The banking crisis of 1825 led to a run on many banks and the Craven Bank avoided this partially through public demonstrations of confidence published in local newspapers. The partnership of Chippendale, Netherwood and Carr who traded as the Skipton Bank were not as lucky and the Skipton Bank was acquired by the Craven Bank in 1834.

The Companies Act 1879 (42 & 43 Vict. c. 76) allowed the shareholders of banking companies the protection of limited liability, and in 1880 the partners of the bank decided that the future of the bank was best assured by becoming a joint-stock company rather than a private company. Capital in the new limited company was authorised for £1,200,000 issued in 40,000 shares at £30 each, at the same time the decision was taken to move the head office of the bank to Skipton.
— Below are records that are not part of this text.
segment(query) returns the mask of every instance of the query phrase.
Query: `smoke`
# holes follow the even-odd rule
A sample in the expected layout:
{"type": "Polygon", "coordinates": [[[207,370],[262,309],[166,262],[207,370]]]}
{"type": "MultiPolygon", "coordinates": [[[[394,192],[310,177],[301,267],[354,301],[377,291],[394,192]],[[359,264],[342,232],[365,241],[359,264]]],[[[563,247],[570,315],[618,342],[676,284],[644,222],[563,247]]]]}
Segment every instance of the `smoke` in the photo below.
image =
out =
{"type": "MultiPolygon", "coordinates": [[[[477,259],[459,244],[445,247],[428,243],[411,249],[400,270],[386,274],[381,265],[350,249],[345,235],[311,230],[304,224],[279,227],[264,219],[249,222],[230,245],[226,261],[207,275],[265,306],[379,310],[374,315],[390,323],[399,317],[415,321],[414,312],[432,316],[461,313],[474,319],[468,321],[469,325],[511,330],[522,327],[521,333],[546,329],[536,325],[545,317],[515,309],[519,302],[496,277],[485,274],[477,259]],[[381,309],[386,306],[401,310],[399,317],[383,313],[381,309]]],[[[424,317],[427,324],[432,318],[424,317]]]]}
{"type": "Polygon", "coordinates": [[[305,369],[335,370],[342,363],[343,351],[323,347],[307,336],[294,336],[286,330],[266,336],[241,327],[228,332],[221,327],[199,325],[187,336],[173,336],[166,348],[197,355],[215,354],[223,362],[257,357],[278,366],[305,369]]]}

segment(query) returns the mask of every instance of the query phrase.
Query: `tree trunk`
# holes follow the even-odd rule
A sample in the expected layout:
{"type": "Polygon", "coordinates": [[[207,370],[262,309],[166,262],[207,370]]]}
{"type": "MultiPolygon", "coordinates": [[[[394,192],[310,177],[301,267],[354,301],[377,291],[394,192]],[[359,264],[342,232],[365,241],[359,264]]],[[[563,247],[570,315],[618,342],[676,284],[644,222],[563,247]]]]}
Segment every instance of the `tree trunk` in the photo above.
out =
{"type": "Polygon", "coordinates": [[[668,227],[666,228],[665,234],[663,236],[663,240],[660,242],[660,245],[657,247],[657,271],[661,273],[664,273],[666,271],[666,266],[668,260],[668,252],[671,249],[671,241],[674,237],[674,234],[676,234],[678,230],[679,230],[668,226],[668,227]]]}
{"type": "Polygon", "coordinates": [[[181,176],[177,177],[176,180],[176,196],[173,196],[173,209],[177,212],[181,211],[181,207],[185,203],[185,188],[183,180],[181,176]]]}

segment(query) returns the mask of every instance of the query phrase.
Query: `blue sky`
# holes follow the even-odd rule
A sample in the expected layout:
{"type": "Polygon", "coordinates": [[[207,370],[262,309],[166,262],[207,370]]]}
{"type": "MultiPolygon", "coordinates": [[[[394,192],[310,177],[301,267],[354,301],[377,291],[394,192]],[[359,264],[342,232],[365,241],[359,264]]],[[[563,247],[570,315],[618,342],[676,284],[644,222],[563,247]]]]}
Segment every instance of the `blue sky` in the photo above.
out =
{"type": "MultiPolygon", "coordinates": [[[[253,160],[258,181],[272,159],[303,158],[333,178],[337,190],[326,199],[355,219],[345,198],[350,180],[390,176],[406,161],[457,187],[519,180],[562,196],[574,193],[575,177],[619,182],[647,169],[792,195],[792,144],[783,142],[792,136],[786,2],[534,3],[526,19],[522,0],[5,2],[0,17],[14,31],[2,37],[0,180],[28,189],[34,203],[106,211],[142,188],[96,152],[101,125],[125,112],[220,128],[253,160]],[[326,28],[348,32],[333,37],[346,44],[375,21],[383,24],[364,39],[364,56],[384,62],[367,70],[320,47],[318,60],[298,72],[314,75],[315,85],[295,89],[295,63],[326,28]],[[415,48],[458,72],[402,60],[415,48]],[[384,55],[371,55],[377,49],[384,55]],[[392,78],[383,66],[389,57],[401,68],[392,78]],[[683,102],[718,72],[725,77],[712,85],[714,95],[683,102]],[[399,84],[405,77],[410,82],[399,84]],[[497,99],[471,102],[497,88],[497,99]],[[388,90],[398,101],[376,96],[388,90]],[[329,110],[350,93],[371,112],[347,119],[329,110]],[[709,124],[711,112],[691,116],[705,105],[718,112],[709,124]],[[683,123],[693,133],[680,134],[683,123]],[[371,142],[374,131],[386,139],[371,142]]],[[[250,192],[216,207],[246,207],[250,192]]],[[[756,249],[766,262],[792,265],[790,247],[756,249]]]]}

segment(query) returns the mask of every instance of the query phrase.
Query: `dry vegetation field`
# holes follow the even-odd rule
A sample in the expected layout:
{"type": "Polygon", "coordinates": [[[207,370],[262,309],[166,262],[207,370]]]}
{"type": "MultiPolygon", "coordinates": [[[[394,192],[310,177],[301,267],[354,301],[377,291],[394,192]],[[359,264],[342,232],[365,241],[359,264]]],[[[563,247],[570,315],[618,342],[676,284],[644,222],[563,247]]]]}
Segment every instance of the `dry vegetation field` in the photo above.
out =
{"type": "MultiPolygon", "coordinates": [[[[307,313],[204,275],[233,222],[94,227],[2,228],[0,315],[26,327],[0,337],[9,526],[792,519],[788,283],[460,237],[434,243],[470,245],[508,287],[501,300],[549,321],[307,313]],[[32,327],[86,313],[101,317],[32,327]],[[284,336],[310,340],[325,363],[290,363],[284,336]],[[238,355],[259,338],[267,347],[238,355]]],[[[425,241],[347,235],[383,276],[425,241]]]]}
By the turn of the twentieth century many small banks amalgamated to form bigger concerns. The Craven Bank was no exception and in March 1906 the board proposed a merger with the Bank of Liverpool, a motion that was carried by the shareholders of both banks in April 1906.

From a single bank in 1791, by the time of the merger with the Bank of Liverpool, the Craven Bank had 14 branches and 26 sub-branches across the West Riding of Yorkshire and East Lancashire.